# Main > Technical Support and Notices >  New Forum Skins?

## Oddly Otter

My forum experiences come from a long running video game forum that's been around since 1998, although i've only been there since 2004. We've been through several different forum programs but the one we've had for the longest time period is vbulletin. I see that you guys also use this. I'm on staff over there and we like to give our members more selection when it comes to forum skins. While I like this brown, I was curious if there were any more available. But alas there isn't. 

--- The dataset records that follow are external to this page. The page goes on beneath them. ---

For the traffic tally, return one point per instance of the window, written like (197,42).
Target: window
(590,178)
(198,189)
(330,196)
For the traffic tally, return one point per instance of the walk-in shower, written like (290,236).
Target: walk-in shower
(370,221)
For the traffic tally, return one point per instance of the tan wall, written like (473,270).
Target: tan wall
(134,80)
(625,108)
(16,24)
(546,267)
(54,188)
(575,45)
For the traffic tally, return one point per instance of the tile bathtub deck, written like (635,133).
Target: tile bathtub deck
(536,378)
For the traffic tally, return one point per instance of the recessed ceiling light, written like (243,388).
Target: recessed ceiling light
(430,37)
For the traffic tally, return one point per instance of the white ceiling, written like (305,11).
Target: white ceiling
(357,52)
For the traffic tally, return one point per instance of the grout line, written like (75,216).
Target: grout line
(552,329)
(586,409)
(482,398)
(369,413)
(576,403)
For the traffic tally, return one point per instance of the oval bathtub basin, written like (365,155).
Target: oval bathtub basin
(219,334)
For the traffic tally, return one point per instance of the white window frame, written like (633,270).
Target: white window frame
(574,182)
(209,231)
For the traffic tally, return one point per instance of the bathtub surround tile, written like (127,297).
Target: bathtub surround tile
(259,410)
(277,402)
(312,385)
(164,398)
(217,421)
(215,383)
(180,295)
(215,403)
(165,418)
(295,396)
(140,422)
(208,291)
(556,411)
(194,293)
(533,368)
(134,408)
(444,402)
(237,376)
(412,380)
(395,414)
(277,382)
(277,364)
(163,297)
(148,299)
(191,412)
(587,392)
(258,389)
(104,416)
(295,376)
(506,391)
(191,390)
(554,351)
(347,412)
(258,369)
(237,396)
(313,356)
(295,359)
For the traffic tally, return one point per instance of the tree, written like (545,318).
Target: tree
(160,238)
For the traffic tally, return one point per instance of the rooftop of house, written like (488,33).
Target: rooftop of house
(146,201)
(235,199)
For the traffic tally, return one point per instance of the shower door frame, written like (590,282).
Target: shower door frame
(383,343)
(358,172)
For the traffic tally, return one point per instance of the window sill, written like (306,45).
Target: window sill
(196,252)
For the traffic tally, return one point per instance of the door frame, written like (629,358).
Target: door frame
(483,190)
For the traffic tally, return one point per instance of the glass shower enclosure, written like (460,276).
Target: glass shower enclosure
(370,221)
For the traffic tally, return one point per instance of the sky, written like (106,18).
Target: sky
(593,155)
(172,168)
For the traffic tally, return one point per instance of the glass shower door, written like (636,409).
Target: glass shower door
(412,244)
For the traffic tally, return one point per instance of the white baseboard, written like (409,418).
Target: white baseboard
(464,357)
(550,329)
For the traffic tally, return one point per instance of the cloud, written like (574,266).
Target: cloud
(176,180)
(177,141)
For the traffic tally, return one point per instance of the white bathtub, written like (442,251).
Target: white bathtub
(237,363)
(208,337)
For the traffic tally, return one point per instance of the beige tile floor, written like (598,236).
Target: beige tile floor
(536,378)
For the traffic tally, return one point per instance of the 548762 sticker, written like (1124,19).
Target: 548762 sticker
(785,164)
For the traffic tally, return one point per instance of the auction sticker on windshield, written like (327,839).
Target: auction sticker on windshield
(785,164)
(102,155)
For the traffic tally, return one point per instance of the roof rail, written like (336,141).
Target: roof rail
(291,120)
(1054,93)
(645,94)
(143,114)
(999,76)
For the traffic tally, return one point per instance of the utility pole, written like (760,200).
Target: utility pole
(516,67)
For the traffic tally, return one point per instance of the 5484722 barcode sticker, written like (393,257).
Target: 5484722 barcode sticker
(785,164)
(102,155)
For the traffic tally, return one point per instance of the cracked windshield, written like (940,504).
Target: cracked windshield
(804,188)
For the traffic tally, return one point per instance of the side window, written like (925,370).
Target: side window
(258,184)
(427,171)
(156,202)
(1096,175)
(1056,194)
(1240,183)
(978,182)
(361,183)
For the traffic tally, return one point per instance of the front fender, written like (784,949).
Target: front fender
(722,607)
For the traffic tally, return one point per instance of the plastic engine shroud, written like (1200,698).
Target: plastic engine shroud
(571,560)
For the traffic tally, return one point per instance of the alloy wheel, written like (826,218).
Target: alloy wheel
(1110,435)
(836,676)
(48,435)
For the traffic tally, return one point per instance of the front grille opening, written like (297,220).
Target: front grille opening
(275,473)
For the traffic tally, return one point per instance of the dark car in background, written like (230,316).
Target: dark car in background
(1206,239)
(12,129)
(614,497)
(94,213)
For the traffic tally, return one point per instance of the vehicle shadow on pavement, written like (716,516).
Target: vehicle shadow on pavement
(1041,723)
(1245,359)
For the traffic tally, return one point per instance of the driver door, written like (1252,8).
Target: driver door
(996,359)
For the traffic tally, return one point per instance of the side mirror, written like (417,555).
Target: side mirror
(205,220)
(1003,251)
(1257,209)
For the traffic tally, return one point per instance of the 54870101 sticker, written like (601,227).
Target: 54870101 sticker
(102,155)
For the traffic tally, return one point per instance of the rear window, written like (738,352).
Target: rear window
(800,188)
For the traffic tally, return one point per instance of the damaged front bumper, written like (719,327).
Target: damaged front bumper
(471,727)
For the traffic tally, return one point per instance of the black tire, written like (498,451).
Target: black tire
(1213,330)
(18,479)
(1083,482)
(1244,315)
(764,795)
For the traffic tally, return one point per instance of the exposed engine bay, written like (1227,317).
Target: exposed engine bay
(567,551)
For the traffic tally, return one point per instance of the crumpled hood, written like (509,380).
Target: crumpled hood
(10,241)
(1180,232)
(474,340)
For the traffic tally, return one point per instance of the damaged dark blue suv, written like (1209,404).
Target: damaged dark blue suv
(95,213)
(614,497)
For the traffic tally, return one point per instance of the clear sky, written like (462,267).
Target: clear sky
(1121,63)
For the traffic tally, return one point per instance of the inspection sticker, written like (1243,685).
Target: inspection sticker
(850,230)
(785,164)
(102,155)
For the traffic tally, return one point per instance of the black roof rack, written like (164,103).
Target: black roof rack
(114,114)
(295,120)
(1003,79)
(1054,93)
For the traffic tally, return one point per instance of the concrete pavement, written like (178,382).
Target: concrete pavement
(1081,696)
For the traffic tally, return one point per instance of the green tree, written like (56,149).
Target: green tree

Is there a chance to get more skins or have I just been spoiled to too many skins hehe


I know it's a silly request as you've been having other more important site issues but it'd be nifty if there were some more  :Very Happy:

----------


## Schwarzkreuz

I dont know, I am use to this skin and its good for map display. Like putting the maps on an old table. Make it more light and its disrupting with the contrasts, same with darker. I havent think about this but now I see, at least for me The skin is perfect to look at maps.

----------


## Oddly Otter

I think my problem is the light text. I'm more of a fan of the dark text on a light background rather than the other way around. I know a lot of people prefer the darker with light text though.

----------


## K4GAP

I also run a forum that I use vBulletin on. And, I also create styles for my forum. I have a mix of dark and light colored styles for those that like to use one or the other. I find the style on this site to be rather pleasant and easy on the old eyes. Good job for ever who the webmaster is.

----------